Bedoelde Kepler nu dé Rode Vlek, of had hij een ander, soortgelijk oppervlaktekenmerk op Jupiter gezien? Of was zijn oplossing van het anagram louter toevallig? We zullen het nooit weten. In ieder geval wijzen recente onderzoekingen uit dat de Rode Vlek van tijd tot tijd is verdwenen en later weer is verschenen. In 1976 en 1977 bijvoorbeeld was de Vlek onzichtbaar: haar rode kleur verbleekte door toedoen van een donker wazig object, eveneens in de zuidelijk tropische wolkenzone op Jupiter; dit object wordt ook wel de Sluier genoemd.
Wat is de Rode Vlek? Tempel zelf meldde een ovale vorm met een lengte van 48.000 km (bijna vier diameters van de aarde, maar Jupiter zelf is ook reusachtig groot: een middellijn van meer dan elf keer die van de aarde, een massa van 318 maal de aardmassa en een volume van 1312 maal het aardvolume). De breedte varieerde van 11.000 tot 13.000 km en de kleur was steenrood. Eén van de eerst geopperde verklaringen was dat het een lavastroom betrof. De Duitse sterrenkundige Wilhelm Meyer dacht daarentegen aan de geboorte van een nieuwe, grote maan uit Jupiter.
Beide opvattingen bleken onhoudbaar: de Rode Vlek was niet zó plotseling verschenen als men dacht. De Britse dominee W.R.Dawes bleek de vlek al in 1857 te hebben gezien. Hij beschreef haar als een "holte", omdat het leek alsof er een groot gat zat in de wolkengordel om Jupiter. De Britse astronoom W.F.Denning besloot daarom alle gepubliceerde waarnemingen en tekeningen van Jupiter na te gaan. Hij vond een duidelijke afbeelding van de Vlek gemaakt door Heinrich Schwabe in 1831 en ook een "donkere vlek op het zuidelijk halfrond van Jupiter", geobserveerd door Robert Hooke in 1664. De Rode Vlek moet toen zichtbaar zijn geweest, want toen in deze eeuw de schilderijenverzameling van het Vaticaan opnieuw werd gecatalogiseerd, trof men daarin ook een werk aan van Donati Creti uit Bologna (1673-1749). Daarop staren jonge mannen met een telescoop naar Jupiter: een Jupiter, met op de juiste plaats een Rode Vlek! Zou Kepler (1571-1630) dan toch...?

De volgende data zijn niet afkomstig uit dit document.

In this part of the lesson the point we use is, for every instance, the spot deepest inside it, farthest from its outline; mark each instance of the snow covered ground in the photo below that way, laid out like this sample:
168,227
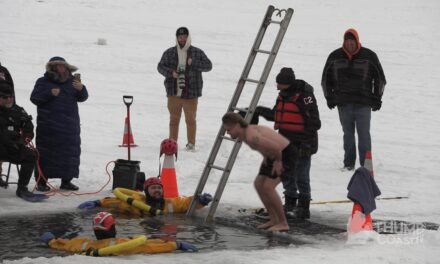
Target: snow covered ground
405,132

In ieder geval kreeg Keplers interpretatie van het anagram in onze tijd nog meer profetische waarde. Want toen de in 1977 door de NASA gelanceerde Voyagers twee jaar later bij Jupiter aankwamen, namen beide onbemande ruimtesondes uitgebreid opnamen van de Rode Vlek. Toen de beelden als een film achter elkaar werden gemonteerd, bleek de Vlek werkelijk rond te draaien, tegen de wijzers van de klok in. Het is een reusachtige wervelstorm, die al meer dan driehonderd jaar in de atmosfeer van Jupiter woedt. Alleen de rode kleur vormt nog een raadsel: rode fosfor in de wolkenpartijen, of oranjekleurige aminozuren als gevolg van bliksemontladingen in het stormgebied?